No início de 2020, com apoio da Financiadora de Estudos e Projetos (FINEP), foi inaugurado o prédio da Biblioteca de Obras Raras Fausto Castilho (Bora), para onde foi transferido o acervo da antiga Diretoria de Coleções Especiais e Obras Raras que por mais de 30 anos esteve sediada no terceiro andar da da Biblioteca Central Cesar Lattes (CEOR/BCCL).

A Universidade passou a contar, então, com uma biblioteca especializada nesse tipo de acervo.

A primeira coleção adquirida pela Universidade e que posteriormente iria compor o acervo foi a de Paulo Duarte. Seu acervo foi comprado pela Unicamp em 1970, quando a Universidade ainda estava em plena criação.

Em 1983, a Unicamp adquire o acervo de Sérgio Buarque de Holanda, surgindo a Diretoria de Coleções Especiais e Obras Raras. A partir de 1954 foram reunidos os acervos raros das coleções de Eugenio Toledo Artigas, Henrique Mauer, Theodor Peckolt e Oswald Peckolt.

A Biblioteca de Obras Raras Fausto Castilho oferece um amplo acesso a conteúdo de alto valor histórico, cultural e intelectual, principalmente no campo das humanidades.

O acervo conta com mais de 100 mil itens de coleções especiais e obras raras, adquiridas por compra ou doação e compostas por livros, folhetos, mapas, revistas, partituras e outros documentos.
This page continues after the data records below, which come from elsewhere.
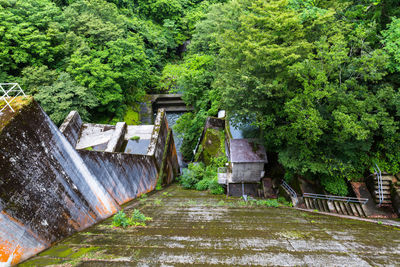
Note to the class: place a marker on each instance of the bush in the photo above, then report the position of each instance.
(335, 185)
(122, 220)
(202, 185)
(215, 188)
(198, 176)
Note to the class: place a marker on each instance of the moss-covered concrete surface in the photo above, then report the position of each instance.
(192, 227)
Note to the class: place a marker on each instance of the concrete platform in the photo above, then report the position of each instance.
(192, 227)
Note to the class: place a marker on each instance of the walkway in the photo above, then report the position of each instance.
(191, 227)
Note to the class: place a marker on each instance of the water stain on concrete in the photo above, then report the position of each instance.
(192, 227)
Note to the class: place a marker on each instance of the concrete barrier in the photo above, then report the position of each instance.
(46, 190)
(49, 190)
(125, 176)
(71, 127)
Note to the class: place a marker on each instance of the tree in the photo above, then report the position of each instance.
(30, 34)
(63, 96)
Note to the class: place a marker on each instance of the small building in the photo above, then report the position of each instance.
(247, 160)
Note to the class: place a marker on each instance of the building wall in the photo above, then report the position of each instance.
(247, 172)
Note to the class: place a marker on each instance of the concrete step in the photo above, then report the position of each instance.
(360, 209)
(337, 207)
(384, 183)
(178, 109)
(354, 210)
(307, 202)
(342, 210)
(384, 187)
(175, 102)
(384, 192)
(347, 208)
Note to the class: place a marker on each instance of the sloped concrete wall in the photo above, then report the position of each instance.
(125, 176)
(71, 127)
(46, 190)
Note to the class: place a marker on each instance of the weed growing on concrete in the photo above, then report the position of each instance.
(157, 202)
(137, 219)
(143, 198)
(221, 203)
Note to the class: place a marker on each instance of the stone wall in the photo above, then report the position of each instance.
(46, 190)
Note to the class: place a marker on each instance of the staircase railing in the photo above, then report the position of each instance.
(9, 92)
(291, 192)
(336, 198)
(378, 173)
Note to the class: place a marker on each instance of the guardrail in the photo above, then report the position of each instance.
(290, 190)
(9, 92)
(222, 169)
(378, 173)
(336, 198)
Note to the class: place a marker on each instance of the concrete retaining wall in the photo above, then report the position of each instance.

São itens de importante valor histórico e, na sua maioria, pertenceram a personalidades de destacada atuação na vida pública. 

A Unicamp, comprometida com a preservação e difusão dos acervos raros e especiais sob sua responsabilidade, decidiu, em 2010, submeter um projeto à Finep (edital Proinfra 01/2009), para implantação de uma biblioteca específica para abrigar os acervos já existentes da Biblioteca de Obras Raras e Coleções Especiais – CEOR.

Com a missão de instituir um centro de referência em preservação, armazenamento e de produção de conhecimento sobre acervos raros e especiais, bem como apoiar o desenvolvimento de pesquisas de excelência, constituindo-se como um verdadeiro laboratório de fomento à pesquisa no campo das humanidades, oferecendo amplo acesso a conteúdo de alto valor histórico, cultural e intelectual, foi formado um grupo de trabalho que viabilizasse a elaboração do projeto, além de propor diretrizes construtivas e requisitos adequados para implantação das seções, fluxos de trabalho etc.

Diante da excelência do projeto e de sua viabilidade, a Finep decidiu aprovar a solicitação, com a aprovação da liberação de recursos na ordem de 8,3 milhões, chegando ao montante de 11,5 milhões com complementações realizadas pela Reitoria da Universidade.

Contando com o apoio da literatura, além do conhecimento técnico do grupo de trabalho, requisitos essenciais e diretrizes foram definidos e transmitidos à equipe de engenheiros liderada por Cláudio Mafra, que projetou um prédio com capacidade de abrigar 300 mil itens, numa área de 3.500 m².